Historians quit over cash row

January 19, 2007

Subject centre heads claim too much money goes on administration, Rebecca Attwood reports

Two leading historians have quit their posts at a national subject centre amid a heated row over funding.

Documents leaked to The Times Higher uncover a feud at the heart of the Higher Education Academy Subject Centre for History, Classics and Archaeology over whether history is getting its fair share of the cash, and about the fact that almost half the money goes to the central administration.

The centre, one of 24 set up by the HEA to provide teaching support to academics and share best teaching practice, lost its two subject directors for history, Paul Hyland and Alan Booth, as well as the administrator for history, Nicky Wilson.

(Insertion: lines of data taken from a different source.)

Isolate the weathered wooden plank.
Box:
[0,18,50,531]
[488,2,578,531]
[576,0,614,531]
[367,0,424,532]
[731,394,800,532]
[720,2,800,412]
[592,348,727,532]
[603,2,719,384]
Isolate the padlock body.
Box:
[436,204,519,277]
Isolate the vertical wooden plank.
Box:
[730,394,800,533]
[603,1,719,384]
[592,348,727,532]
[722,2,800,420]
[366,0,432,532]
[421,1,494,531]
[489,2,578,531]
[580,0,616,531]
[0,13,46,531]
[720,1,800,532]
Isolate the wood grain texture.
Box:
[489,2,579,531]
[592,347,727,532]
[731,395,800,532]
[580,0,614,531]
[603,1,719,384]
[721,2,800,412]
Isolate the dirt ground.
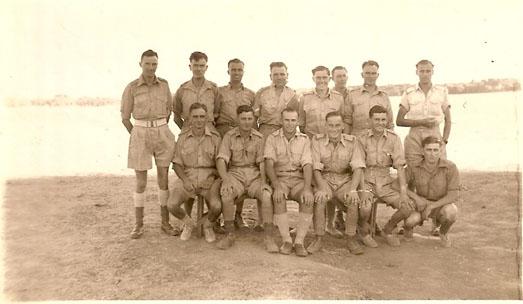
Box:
[3,172,522,301]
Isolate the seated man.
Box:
[264,108,314,256]
[307,112,365,254]
[216,105,278,252]
[405,136,459,247]
[359,105,414,247]
[167,102,222,243]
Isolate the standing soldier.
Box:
[345,60,394,136]
[307,112,365,254]
[120,50,180,239]
[254,62,298,138]
[173,52,219,130]
[216,105,278,252]
[359,105,414,247]
[168,102,221,243]
[264,108,314,256]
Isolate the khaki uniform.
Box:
[359,129,405,209]
[120,75,175,171]
[172,127,221,201]
[173,80,219,129]
[400,84,450,164]
[298,89,348,138]
[216,127,263,199]
[253,85,298,137]
[345,87,394,136]
[263,129,312,201]
[216,84,254,137]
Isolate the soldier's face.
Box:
[238,112,254,131]
[332,70,348,87]
[312,70,331,89]
[371,113,388,133]
[423,143,441,164]
[271,67,288,87]
[228,62,243,82]
[416,63,434,84]
[189,58,207,78]
[281,112,298,133]
[361,65,380,85]
[191,109,207,129]
[140,56,158,77]
[326,116,343,139]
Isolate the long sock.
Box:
[274,213,292,243]
[294,212,312,244]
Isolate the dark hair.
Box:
[312,65,331,76]
[361,60,380,69]
[227,58,245,67]
[332,65,348,76]
[325,111,343,120]
[369,105,387,118]
[140,50,158,61]
[421,136,441,148]
[416,59,434,69]
[269,61,287,71]
[189,102,207,113]
[236,105,254,115]
[189,51,209,61]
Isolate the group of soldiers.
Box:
[121,50,459,256]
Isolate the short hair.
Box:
[361,60,380,69]
[421,136,441,148]
[369,105,387,118]
[189,51,209,61]
[140,50,158,61]
[332,65,348,76]
[227,58,245,67]
[325,111,343,120]
[281,107,299,116]
[189,102,207,113]
[416,59,434,69]
[236,105,254,115]
[312,65,331,76]
[269,61,287,71]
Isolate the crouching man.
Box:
[216,105,278,252]
[405,136,459,247]
[167,102,221,243]
[307,112,365,254]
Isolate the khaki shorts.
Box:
[127,125,176,171]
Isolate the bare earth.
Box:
[3,172,522,301]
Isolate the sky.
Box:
[0,0,523,98]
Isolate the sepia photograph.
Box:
[0,0,523,302]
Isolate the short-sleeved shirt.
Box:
[311,134,365,187]
[345,87,394,136]
[120,75,172,121]
[173,79,219,123]
[263,129,312,178]
[216,84,254,126]
[172,127,221,189]
[298,89,347,138]
[400,84,449,123]
[253,85,298,126]
[405,159,459,201]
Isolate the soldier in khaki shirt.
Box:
[168,102,221,243]
[405,136,459,247]
[216,105,278,252]
[307,112,365,254]
[120,50,180,239]
[173,52,219,130]
[264,108,314,256]
[345,60,394,136]
[359,105,414,247]
[253,62,298,138]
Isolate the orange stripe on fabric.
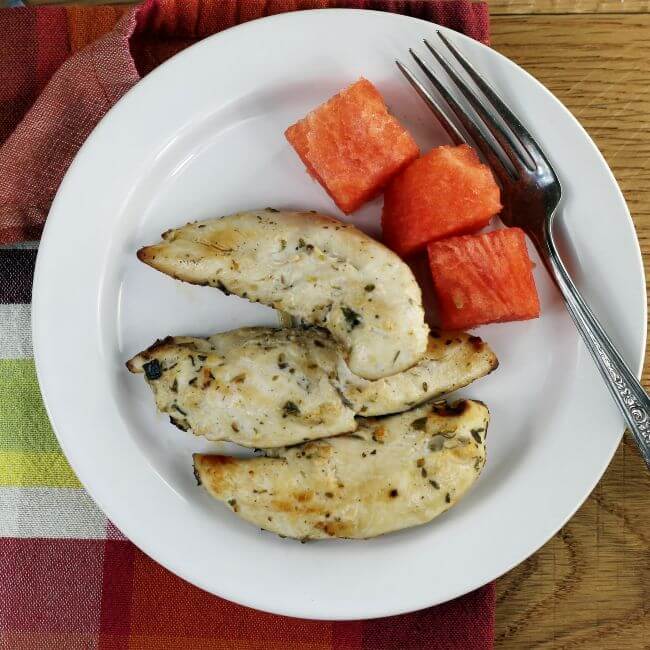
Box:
[65,5,132,54]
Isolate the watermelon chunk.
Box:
[381,144,501,257]
[428,228,539,329]
[285,78,420,214]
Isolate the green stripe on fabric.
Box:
[0,359,60,453]
[0,451,81,488]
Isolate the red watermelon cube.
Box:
[428,228,539,329]
[285,79,420,214]
[381,144,501,257]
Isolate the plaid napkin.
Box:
[0,0,494,650]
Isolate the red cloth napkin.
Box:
[0,0,495,650]
[0,0,489,244]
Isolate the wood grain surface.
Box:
[491,10,650,650]
[12,0,650,650]
[490,0,650,16]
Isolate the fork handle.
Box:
[545,224,650,468]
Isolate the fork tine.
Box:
[436,30,553,171]
[424,39,526,174]
[395,61,465,144]
[409,49,512,180]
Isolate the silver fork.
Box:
[396,31,650,468]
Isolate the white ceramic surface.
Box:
[34,10,646,619]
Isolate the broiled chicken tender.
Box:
[138,208,428,379]
[127,327,357,447]
[194,400,489,540]
[127,327,497,447]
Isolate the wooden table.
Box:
[16,0,650,650]
[490,0,650,650]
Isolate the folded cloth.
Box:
[0,0,494,650]
[0,0,488,244]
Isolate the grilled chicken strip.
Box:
[138,208,428,379]
[127,327,357,447]
[127,327,497,447]
[339,331,499,417]
[194,401,489,540]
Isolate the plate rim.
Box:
[32,8,648,620]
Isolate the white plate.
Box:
[34,10,646,619]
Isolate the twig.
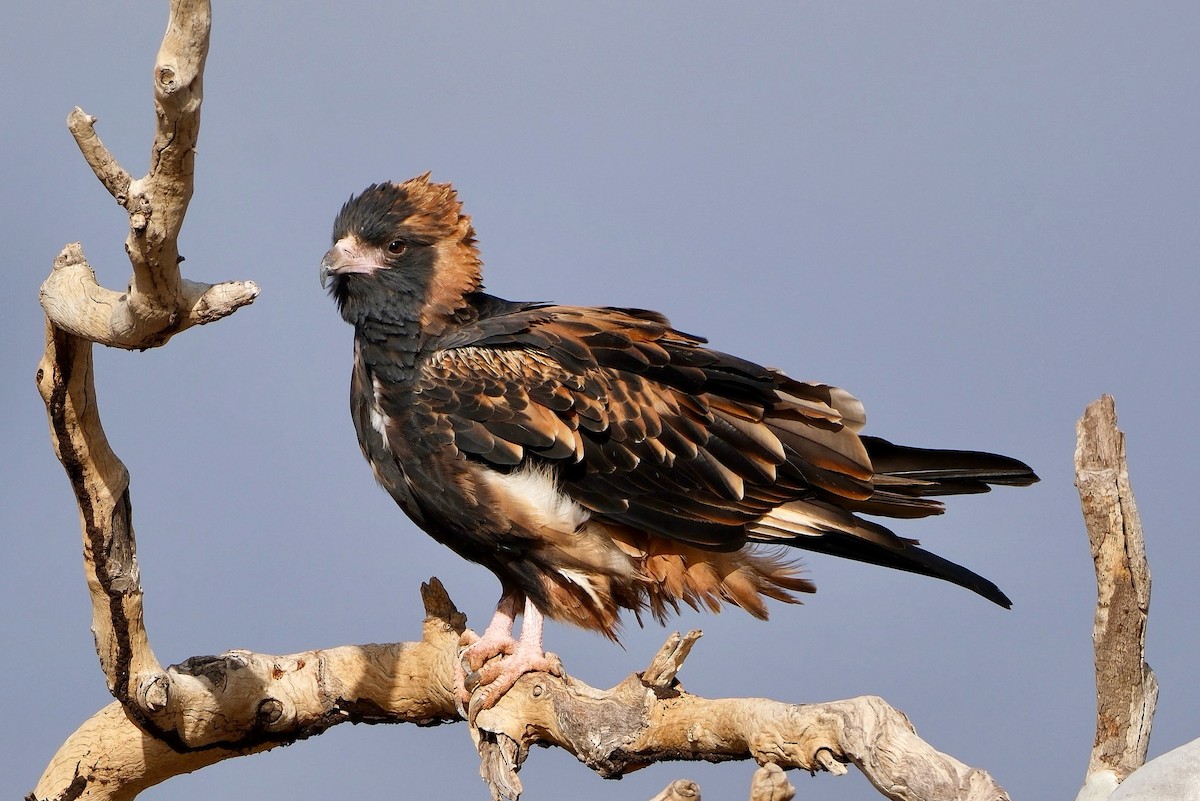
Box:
[1075,395,1158,797]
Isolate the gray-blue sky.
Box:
[0,1,1200,799]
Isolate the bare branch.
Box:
[29,579,462,801]
[750,763,796,801]
[67,106,133,207]
[476,643,1008,801]
[650,778,700,801]
[41,242,258,350]
[1075,395,1158,787]
[41,0,258,349]
[30,579,1008,801]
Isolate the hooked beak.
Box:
[319,236,383,289]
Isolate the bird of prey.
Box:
[320,174,1037,705]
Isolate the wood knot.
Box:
[156,66,179,94]
[254,698,283,725]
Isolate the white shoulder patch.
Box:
[370,378,391,451]
[484,462,592,532]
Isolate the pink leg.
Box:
[463,596,563,719]
[454,595,517,705]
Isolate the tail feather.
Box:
[750,436,1038,609]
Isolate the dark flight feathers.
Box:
[322,176,1037,636]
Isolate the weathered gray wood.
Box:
[1075,396,1158,794]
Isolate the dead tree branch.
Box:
[1075,395,1158,797]
[29,579,1008,801]
[37,0,258,745]
[29,0,1008,801]
[472,632,1008,801]
[41,0,258,350]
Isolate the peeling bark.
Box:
[1075,395,1158,789]
[29,0,1008,801]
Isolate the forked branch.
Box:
[30,579,1008,801]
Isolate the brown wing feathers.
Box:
[420,299,1034,606]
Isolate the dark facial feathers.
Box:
[322,175,1037,636]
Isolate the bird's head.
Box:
[320,173,482,332]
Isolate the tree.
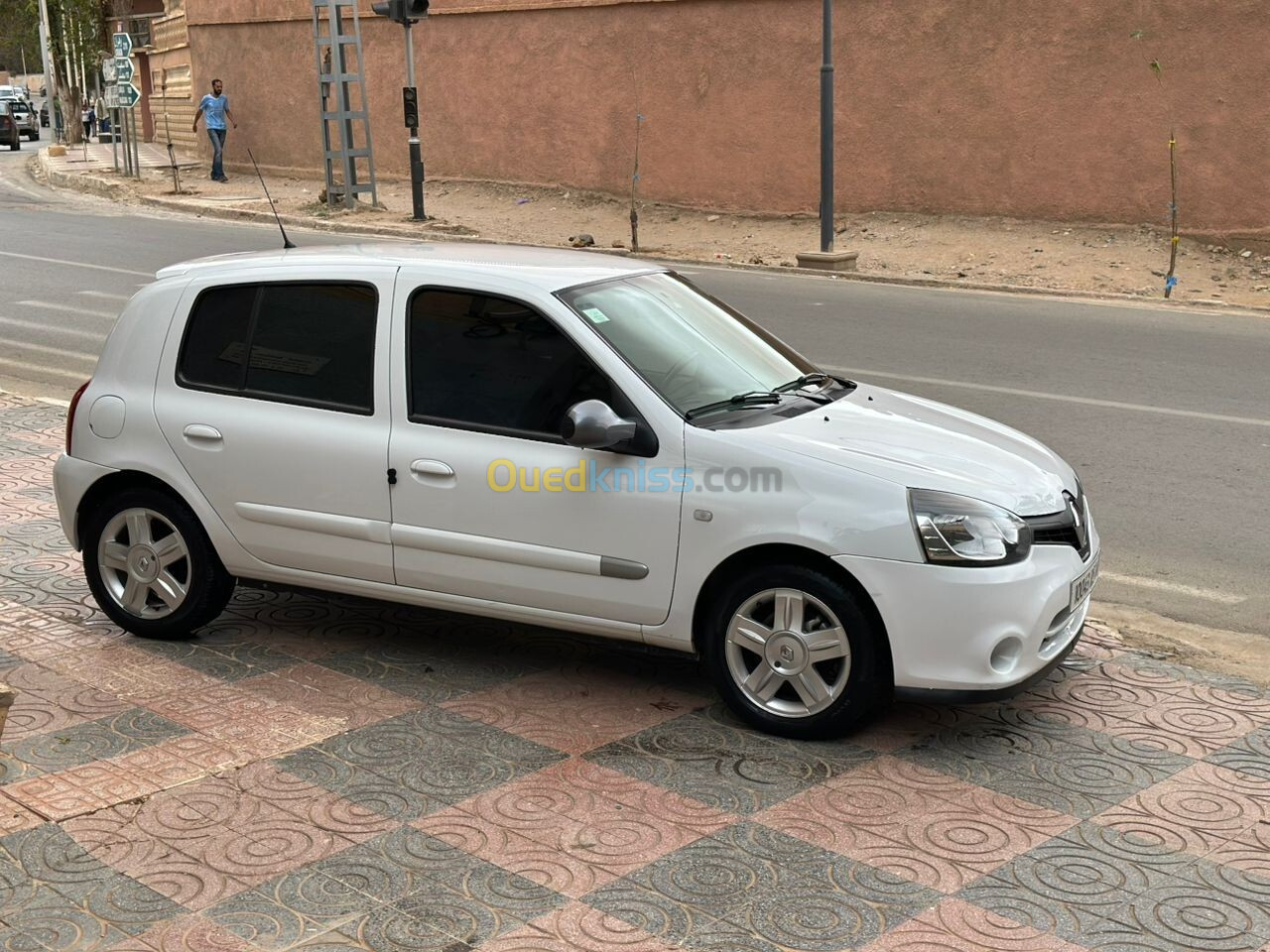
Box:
[0,0,110,142]
[0,0,41,72]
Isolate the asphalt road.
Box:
[0,144,1270,635]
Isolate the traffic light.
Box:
[371,0,430,24]
[401,86,419,130]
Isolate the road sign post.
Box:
[110,31,141,178]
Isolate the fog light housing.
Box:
[988,635,1024,674]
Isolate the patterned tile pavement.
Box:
[0,396,1270,952]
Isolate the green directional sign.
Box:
[114,82,141,109]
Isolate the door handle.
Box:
[182,422,222,443]
[410,459,454,476]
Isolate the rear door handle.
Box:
[410,459,454,476]
[182,422,222,443]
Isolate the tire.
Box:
[702,565,893,739]
[82,489,234,639]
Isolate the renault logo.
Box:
[1063,493,1088,548]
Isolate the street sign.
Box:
[105,82,141,109]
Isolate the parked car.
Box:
[6,99,40,141]
[54,244,1099,736]
[0,99,22,153]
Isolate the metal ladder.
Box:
[313,0,378,208]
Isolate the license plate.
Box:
[1068,552,1101,612]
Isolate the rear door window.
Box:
[177,282,378,414]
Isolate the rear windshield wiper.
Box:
[684,390,784,420]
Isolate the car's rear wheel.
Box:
[702,565,892,738]
[82,489,234,639]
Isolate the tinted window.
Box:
[409,291,617,436]
[181,285,257,390]
[179,285,377,414]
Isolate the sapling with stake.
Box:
[1129,29,1178,298]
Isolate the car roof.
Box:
[158,241,666,292]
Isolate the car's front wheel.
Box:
[82,489,234,639]
[702,565,892,738]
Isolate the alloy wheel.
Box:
[96,508,190,618]
[725,589,851,717]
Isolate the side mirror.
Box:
[560,400,639,449]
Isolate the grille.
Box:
[1024,493,1089,558]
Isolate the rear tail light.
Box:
[66,378,92,456]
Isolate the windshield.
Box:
[559,273,816,414]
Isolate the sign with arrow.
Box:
[105,82,141,109]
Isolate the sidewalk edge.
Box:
[40,150,1270,316]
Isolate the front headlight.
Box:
[908,489,1033,566]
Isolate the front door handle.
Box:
[182,422,222,443]
[410,459,454,476]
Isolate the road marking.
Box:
[0,251,155,281]
[826,367,1270,426]
[5,340,96,367]
[0,357,89,393]
[75,286,130,300]
[1099,572,1248,606]
[18,300,119,321]
[0,317,105,344]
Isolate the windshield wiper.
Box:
[684,390,784,420]
[774,371,856,404]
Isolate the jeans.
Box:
[207,130,225,178]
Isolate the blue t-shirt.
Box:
[198,92,230,130]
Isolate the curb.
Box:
[40,151,1270,316]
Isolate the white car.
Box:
[55,244,1098,738]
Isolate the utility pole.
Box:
[798,0,860,272]
[821,0,833,254]
[401,18,427,221]
[371,0,430,221]
[40,0,58,123]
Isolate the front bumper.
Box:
[834,527,1101,701]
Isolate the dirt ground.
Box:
[1089,602,1270,686]
[84,162,1270,307]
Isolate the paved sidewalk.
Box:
[45,142,202,173]
[0,396,1270,952]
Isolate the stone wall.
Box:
[186,0,1270,231]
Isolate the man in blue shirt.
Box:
[194,80,237,181]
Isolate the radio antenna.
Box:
[246,146,295,249]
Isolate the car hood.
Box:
[749,385,1076,516]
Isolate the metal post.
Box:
[40,0,58,136]
[403,20,427,221]
[115,109,132,178]
[128,107,141,178]
[330,4,366,208]
[821,0,833,254]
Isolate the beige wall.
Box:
[187,0,1270,231]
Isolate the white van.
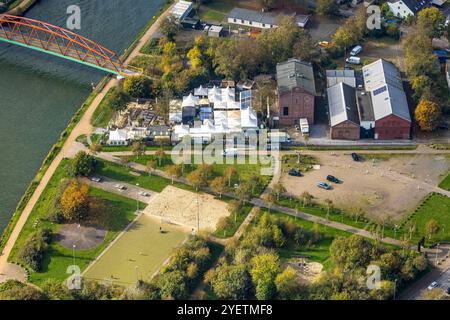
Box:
[345,57,361,64]
[350,46,362,56]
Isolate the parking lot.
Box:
[282,152,450,220]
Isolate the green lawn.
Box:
[9,160,142,285]
[263,210,351,269]
[84,215,188,285]
[439,173,450,191]
[402,193,450,244]
[130,155,271,186]
[91,88,116,128]
[97,159,193,192]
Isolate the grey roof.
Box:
[356,90,375,122]
[362,59,411,121]
[390,0,431,14]
[326,70,356,88]
[228,8,309,26]
[277,59,316,95]
[228,8,278,25]
[327,82,359,127]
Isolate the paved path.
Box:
[83,176,157,203]
[0,4,175,280]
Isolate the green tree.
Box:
[123,76,151,98]
[425,219,440,239]
[131,141,145,159]
[316,0,339,16]
[145,158,158,175]
[210,177,227,198]
[166,164,182,184]
[275,267,301,300]
[223,166,239,188]
[208,264,251,300]
[159,16,181,40]
[59,179,89,222]
[227,200,242,223]
[157,270,189,300]
[417,7,446,39]
[414,98,441,131]
[250,253,280,300]
[69,151,97,177]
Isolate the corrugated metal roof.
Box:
[327,82,359,127]
[277,59,316,95]
[363,59,411,121]
[326,70,356,88]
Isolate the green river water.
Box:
[0,0,164,233]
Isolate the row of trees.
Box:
[403,7,450,131]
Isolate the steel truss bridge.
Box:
[0,14,139,77]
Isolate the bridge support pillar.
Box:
[117,76,125,93]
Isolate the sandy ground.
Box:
[83,215,189,286]
[0,4,175,282]
[286,259,323,284]
[56,223,106,250]
[144,186,229,231]
[282,152,450,220]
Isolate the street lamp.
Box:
[136,183,139,214]
[434,243,439,266]
[394,279,397,300]
[72,244,77,265]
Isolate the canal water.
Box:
[0,0,164,233]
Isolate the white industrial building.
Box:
[171,0,193,21]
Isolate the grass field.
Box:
[9,160,142,285]
[84,215,187,285]
[97,159,193,192]
[91,88,117,128]
[402,193,450,244]
[439,173,450,191]
[125,155,271,185]
[263,211,351,269]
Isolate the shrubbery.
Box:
[19,229,51,272]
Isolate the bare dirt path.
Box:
[0,2,176,280]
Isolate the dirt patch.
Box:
[144,186,229,232]
[286,258,323,284]
[282,152,450,220]
[56,223,106,250]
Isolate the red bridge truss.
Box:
[0,14,136,76]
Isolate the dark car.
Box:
[317,182,332,190]
[289,169,303,177]
[352,152,362,161]
[327,175,341,183]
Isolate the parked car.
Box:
[350,46,362,56]
[327,175,341,183]
[317,182,332,190]
[439,122,448,130]
[428,281,438,290]
[289,169,303,177]
[345,57,361,64]
[352,152,362,161]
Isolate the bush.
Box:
[19,229,50,272]
[69,151,97,177]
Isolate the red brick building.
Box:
[362,59,411,140]
[375,114,411,140]
[277,59,316,126]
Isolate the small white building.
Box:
[107,129,129,146]
[387,0,432,19]
[228,8,309,29]
[171,0,193,21]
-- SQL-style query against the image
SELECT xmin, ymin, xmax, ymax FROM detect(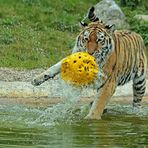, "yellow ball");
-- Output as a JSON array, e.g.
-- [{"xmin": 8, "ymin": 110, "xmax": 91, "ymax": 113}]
[{"xmin": 61, "ymin": 52, "xmax": 99, "ymax": 86}]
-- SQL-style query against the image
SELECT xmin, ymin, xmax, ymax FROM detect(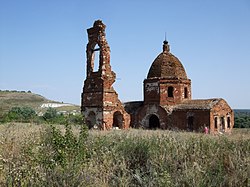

Minutes of a meeting of the History Advisory Panel reveal members are concerned that history is "substantially underfunded", leaving host universities to pick up the bill.

Professor Hyland told the meeting that about 80 per cent of the students and staff the centre was supposed to serve were historians, but that the salaries budget for history had been reduced from about 23 per cent to 18 per cent of the total subject centre staffing budget.

Meanwhile, the amount of money going to Glasgow University, where the centre's administrative headquarters are based, had increased from about 38 per cent to 48 per cent of the staffing budget, he said.

Professor Hyland said there was also the issue of providing value for money, and he believed there had been "a major and continuous underperformance in some parts of the subject centre" and a "repeated failure to address these issues".

The meeting was told that, were full economic costs to be applied to the history salaries budget, "history would receive approximately £94,000 rather than the allocated figure of £50,000", and that "no funding has ever been provided for a history administrator".

Bath Spa University, where Professor Hyland and MsWilson are based, and Nottingham University, where Dr Booth works, had "provided significant subsidies for the work of history within the centre," and both subject directors noted that "it had become increasingly difficult to cope with the situation".

When contacted by The Times Higher , Professor Hyland and Dr Booth declined to comment.

A member of the HAP, who wished to remain anonymous, told The Times Higher that the directors had been "put in an impossible position". "Glasgow (the administrative centre) has been raking in more and more of the money, with not a great deal to show for it, and distributing what was left to the different subject directors in what seems like a pretty random fashion.

"They've been deaf for years to suggestions that university history - with by far the highest number of undergraduates and teaching staff - needed more resources," the source said.

Colin Brooks, director of the centre, strongly denied the accusations. He said that the highly devolved structure of the centre meant that each of the disciplines had its own active advisory panel, and their interest in their own field came "at the expense of their understanding of the subject centre as a whole".

Dr Brooks said the centre at Glasgow had much more than an administrative role. He said: "We engage in a range of academic activities, particularly activities that unite all parts of our subject centre and with other subject centres."

He said that a significant proportion of money going to Glasgow was fed back into the disciplines, for example, through teaching development grants and cross-disciplinary activities.

"The resource available to the history community is substantially greater than the precise formal allocation to the history directors," he said.

Dr Brooks said that the proportion of total grant retained by Glasgow had decreased.

In 2003-04, Glasgow received 47.9 per cent (£148,615) of the core grant, but in 2006-07, it would receive 44.9 per cent (£179,986).

History's allocation increased over the same period from 20.4 per cent (Pounds 63,463) to 21.5 per cent (£86,028).

"We have tried extremely hard to ensure that history gets a proportionate share, but if we just distributed it according to the number of students or staff neither classics or archaeology could function unless our grant was increased," Dr Brooks said.